Franchise Index Falls 11.6 Percent as Financial Markets Spiral
By Lori Wright, Media Relations
June 10, 2009
The Rosenberg Center Franchise 50 Index lost 11.6 percent of its value in the first quarter of 2009, pulled down by struggling financial markets.
“By March 9, 2009, financial markets, as proxied by the S&P 500 Index, had dropped a shocking 25.1 percent from the beginning of the year, wiping out almost 15 years of gains. Most firms’ share prices, including the components of the Rosenberg Center Franchise 50 Index, lost a large amount of their market value,” said Hachemi Aliouche, associate director of the Rosenberg International Center of Franchising at the Whittemore School of Business and Economics.
“However, by the end of the first quarter, a number of positive developments helped start a recovery. These included stronger than expected home sales; positive reactions to the Treasury Department’s plan to clean up banks’ toxic assets; gains in new orders of durable goods; and narrowing of the trade deficit. By the end of the quarter, the RCF 50 Index lost ‘only’ 11.6 percent of its value, while the S&P 500 Index dropped ‘only’ 11.7 percent,” Aliouche said.
The Rosenberg Center Franchise 50 Index tracks a representative set of 50 US publicly traded companies engaged in business format franchising. The index is down 11.6 percent over the year, compared to a decline of 11.7 percent for the S&P 500. Since its inception in 2000, the index is up 27.1 percent, compared to a drop of 42.8 percent for the S&P 500 over the same period.
Twenty components of the index ended the first quarter of 2009 with positive market gains, including Ruby Tuesday (RT), the developer, operator and franchisor of casual dining restaurants, which was the best performer in the index, up 87.3 percent in the quarter.

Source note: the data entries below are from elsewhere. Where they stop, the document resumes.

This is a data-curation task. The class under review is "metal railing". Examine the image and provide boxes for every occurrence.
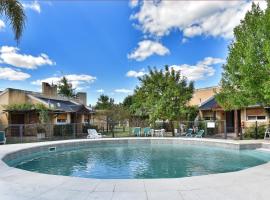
[1,120,265,144]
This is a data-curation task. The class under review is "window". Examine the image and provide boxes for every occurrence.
[247,115,266,121]
[57,119,67,123]
[56,114,67,124]
[204,116,214,120]
[257,116,266,120]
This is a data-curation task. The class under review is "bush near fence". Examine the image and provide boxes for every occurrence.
[244,124,267,139]
[53,124,73,136]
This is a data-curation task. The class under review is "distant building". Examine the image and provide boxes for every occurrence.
[0,82,94,139]
[189,86,219,106]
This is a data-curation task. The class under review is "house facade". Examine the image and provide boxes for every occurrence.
[0,82,94,140]
[194,87,268,136]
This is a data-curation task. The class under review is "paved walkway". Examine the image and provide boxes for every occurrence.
[0,138,270,200]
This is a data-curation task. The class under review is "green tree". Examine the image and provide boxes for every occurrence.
[123,95,133,109]
[57,76,75,97]
[95,94,114,110]
[133,66,194,136]
[0,0,26,42]
[216,2,270,114]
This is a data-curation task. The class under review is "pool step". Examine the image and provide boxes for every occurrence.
[261,142,270,149]
[256,148,270,152]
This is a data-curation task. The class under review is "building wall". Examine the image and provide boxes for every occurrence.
[241,107,268,128]
[8,89,27,104]
[0,89,28,126]
[0,91,9,126]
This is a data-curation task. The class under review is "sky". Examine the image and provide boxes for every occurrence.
[0,0,267,105]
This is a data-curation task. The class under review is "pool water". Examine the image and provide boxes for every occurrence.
[13,144,270,179]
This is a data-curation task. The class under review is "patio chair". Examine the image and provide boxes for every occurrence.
[87,129,102,139]
[264,128,270,139]
[160,129,165,137]
[143,127,151,137]
[185,128,194,137]
[133,127,141,136]
[194,130,204,138]
[0,131,6,144]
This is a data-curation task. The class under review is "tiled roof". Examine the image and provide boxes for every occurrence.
[199,96,220,110]
[34,96,94,113]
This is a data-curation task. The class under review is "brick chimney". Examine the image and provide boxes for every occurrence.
[42,82,57,97]
[76,92,87,105]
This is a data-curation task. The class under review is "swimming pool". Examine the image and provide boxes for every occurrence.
[11,143,270,179]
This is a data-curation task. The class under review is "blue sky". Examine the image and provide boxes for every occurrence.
[0,0,266,105]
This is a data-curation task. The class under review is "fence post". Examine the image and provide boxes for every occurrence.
[255,121,258,139]
[19,125,23,143]
[73,123,76,139]
[205,121,207,136]
[224,120,227,139]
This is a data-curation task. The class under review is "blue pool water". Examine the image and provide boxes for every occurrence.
[13,144,270,179]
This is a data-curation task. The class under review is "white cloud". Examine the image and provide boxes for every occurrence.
[23,1,41,13]
[169,57,225,81]
[0,67,30,81]
[0,46,55,69]
[128,40,169,61]
[126,69,147,78]
[0,20,5,31]
[181,38,188,44]
[131,0,267,39]
[129,0,139,8]
[198,57,226,66]
[96,89,104,93]
[114,89,133,94]
[31,74,96,88]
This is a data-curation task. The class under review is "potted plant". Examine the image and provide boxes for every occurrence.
[37,126,46,139]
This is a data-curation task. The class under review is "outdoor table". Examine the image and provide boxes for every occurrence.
[154,129,162,137]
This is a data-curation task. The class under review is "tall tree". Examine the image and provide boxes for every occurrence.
[57,76,75,98]
[216,2,270,113]
[133,66,194,136]
[95,94,114,110]
[0,0,26,42]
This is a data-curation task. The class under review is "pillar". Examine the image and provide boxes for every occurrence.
[234,109,239,137]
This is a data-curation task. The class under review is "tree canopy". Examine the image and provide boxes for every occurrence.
[132,66,194,133]
[0,0,26,42]
[57,76,75,98]
[95,94,114,110]
[216,1,270,110]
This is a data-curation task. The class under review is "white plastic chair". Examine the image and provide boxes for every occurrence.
[160,129,165,137]
[264,128,270,139]
[87,129,102,139]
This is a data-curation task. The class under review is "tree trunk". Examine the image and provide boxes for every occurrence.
[170,121,175,137]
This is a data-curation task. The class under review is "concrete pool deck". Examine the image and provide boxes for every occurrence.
[1,138,270,200]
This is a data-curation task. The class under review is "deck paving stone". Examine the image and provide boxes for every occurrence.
[1,138,270,199]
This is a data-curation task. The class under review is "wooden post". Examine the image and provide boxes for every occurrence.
[234,109,239,138]
[224,120,227,139]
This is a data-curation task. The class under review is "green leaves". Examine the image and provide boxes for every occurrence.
[217,2,270,110]
[4,103,50,123]
[4,103,34,111]
[133,66,194,123]
[57,76,76,98]
[95,94,114,110]
[0,0,26,42]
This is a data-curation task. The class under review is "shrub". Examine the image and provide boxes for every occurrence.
[244,124,267,139]
[53,124,73,136]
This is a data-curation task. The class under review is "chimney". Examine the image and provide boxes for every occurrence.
[42,82,57,97]
[76,92,87,105]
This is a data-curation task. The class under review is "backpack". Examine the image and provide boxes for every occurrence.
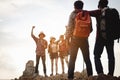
[73,11,92,38]
[105,8,120,42]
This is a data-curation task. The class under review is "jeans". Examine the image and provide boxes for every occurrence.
[94,37,115,76]
[35,54,47,75]
[68,37,93,79]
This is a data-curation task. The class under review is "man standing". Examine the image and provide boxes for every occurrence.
[90,0,117,76]
[31,26,48,77]
[66,1,93,80]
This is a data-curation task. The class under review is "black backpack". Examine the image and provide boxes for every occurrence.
[105,8,120,42]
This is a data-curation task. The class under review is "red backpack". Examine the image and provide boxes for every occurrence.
[73,11,92,38]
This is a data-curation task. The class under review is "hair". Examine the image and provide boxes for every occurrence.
[74,0,84,9]
[50,37,55,43]
[60,35,64,38]
[98,0,108,8]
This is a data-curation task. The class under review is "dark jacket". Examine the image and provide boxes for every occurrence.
[89,8,116,40]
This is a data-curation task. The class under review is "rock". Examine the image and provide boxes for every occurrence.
[19,76,34,80]
[88,74,120,80]
[88,76,98,80]
[23,60,35,77]
[18,60,120,80]
[19,60,35,80]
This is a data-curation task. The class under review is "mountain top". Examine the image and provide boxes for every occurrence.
[14,60,120,80]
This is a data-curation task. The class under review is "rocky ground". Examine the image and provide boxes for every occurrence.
[13,72,120,80]
[18,71,120,80]
[13,60,120,80]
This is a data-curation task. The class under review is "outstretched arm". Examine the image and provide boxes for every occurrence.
[89,9,101,17]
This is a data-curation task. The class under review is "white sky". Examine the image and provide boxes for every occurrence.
[0,0,120,79]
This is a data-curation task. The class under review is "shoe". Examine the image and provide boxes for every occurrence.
[56,73,58,75]
[107,73,113,76]
[33,73,38,77]
[68,78,73,80]
[50,73,53,76]
[62,72,65,74]
[98,73,105,76]
[45,74,48,77]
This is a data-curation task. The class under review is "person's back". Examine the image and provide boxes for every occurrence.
[66,1,93,80]
[92,0,116,76]
[73,11,92,38]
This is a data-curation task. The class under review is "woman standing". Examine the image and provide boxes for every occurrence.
[48,37,59,76]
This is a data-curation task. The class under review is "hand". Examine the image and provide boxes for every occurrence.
[32,26,35,29]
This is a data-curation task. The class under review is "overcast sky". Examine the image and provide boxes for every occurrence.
[0,0,120,79]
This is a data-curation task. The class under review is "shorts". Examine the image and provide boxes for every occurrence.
[50,52,58,59]
[59,51,68,59]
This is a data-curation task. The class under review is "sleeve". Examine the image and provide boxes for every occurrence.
[65,11,76,39]
[31,35,38,44]
[89,9,101,17]
[48,44,51,53]
[44,40,48,49]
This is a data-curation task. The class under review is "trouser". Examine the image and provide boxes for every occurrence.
[94,37,115,76]
[35,55,46,75]
[68,37,93,79]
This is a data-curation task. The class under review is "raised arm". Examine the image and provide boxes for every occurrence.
[31,26,35,37]
[31,26,38,43]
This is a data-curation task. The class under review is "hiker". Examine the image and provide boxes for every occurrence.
[89,0,120,76]
[48,37,59,76]
[31,26,48,77]
[65,1,93,79]
[58,35,69,74]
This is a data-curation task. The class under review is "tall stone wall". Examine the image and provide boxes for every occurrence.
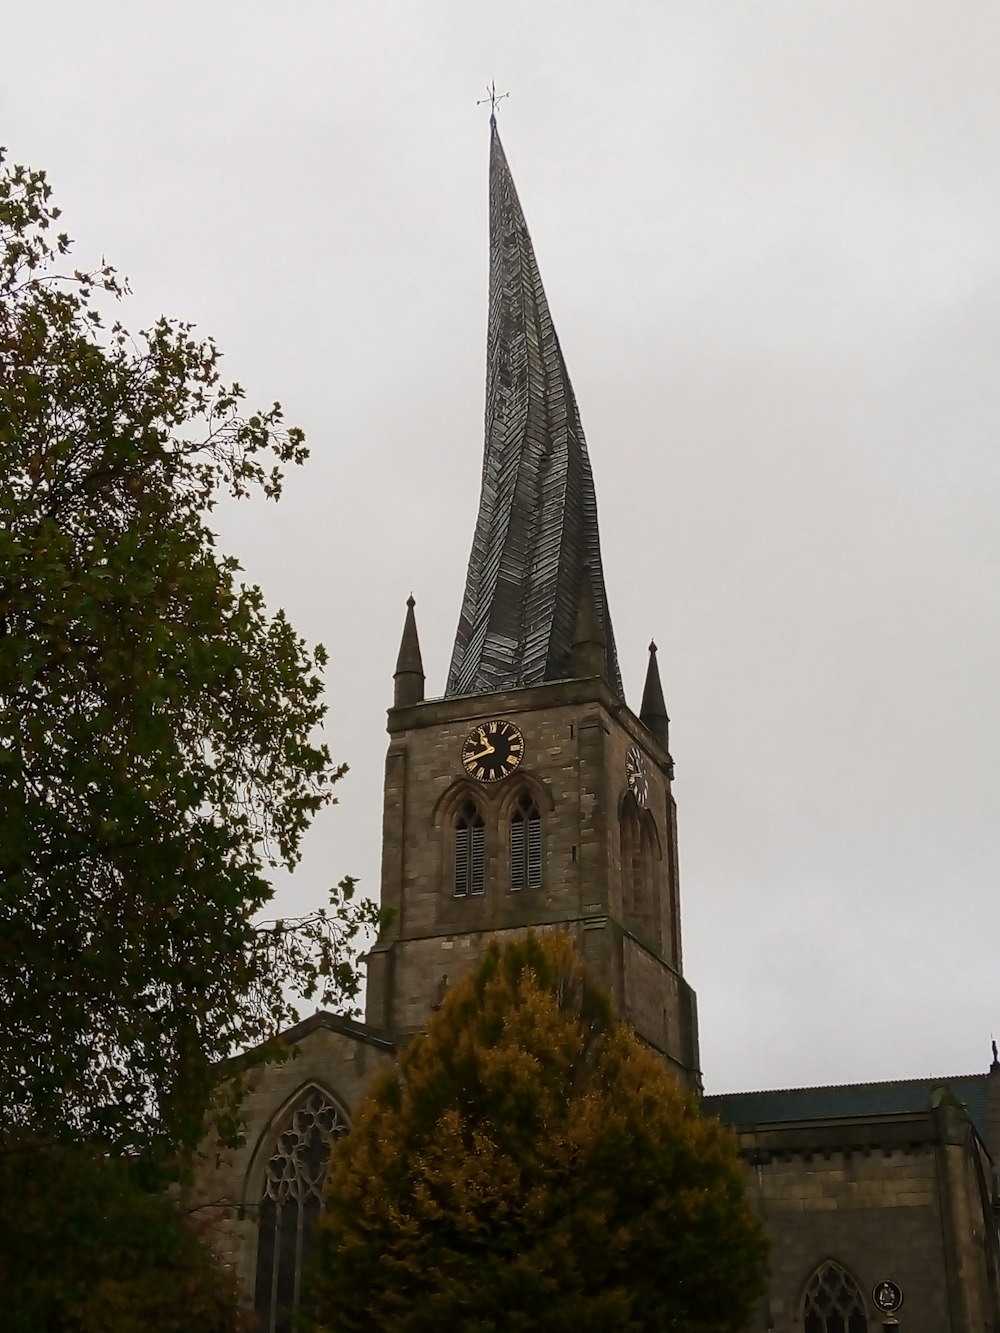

According to Aliouche, Ruby Tuesday benefitted from the powerful market rally that started after March 9, 2009; analysts’ positive comments that restaurants in general would benefit from the stabilizing economy; and Ruby Tuesday’s successes in stemming traffic declines at its restaurants through aggressive promotions and more focused advertising.
The worst performer of the RCF 50 Index this quarter was Jackson Hewitt Tax Service (JTX), losing 67.1 percent of its market value.
“Higher unemployment and reduced tax collections as a result of the current recession have had a negative impact on JTX’ business, leading its management to lower their forecasts for tax returns prepared, revenues, and earnings for 2009,” Aliouche said. “Also, in order to conserve capital, enhance liquidity and strengthen its balance sheet, JTX suspended its dividend of $0.18 per share in order to save the company $20 million a year. These actions were negatively perceived by investors and they sold off JTX’ shares, driving its share price down.”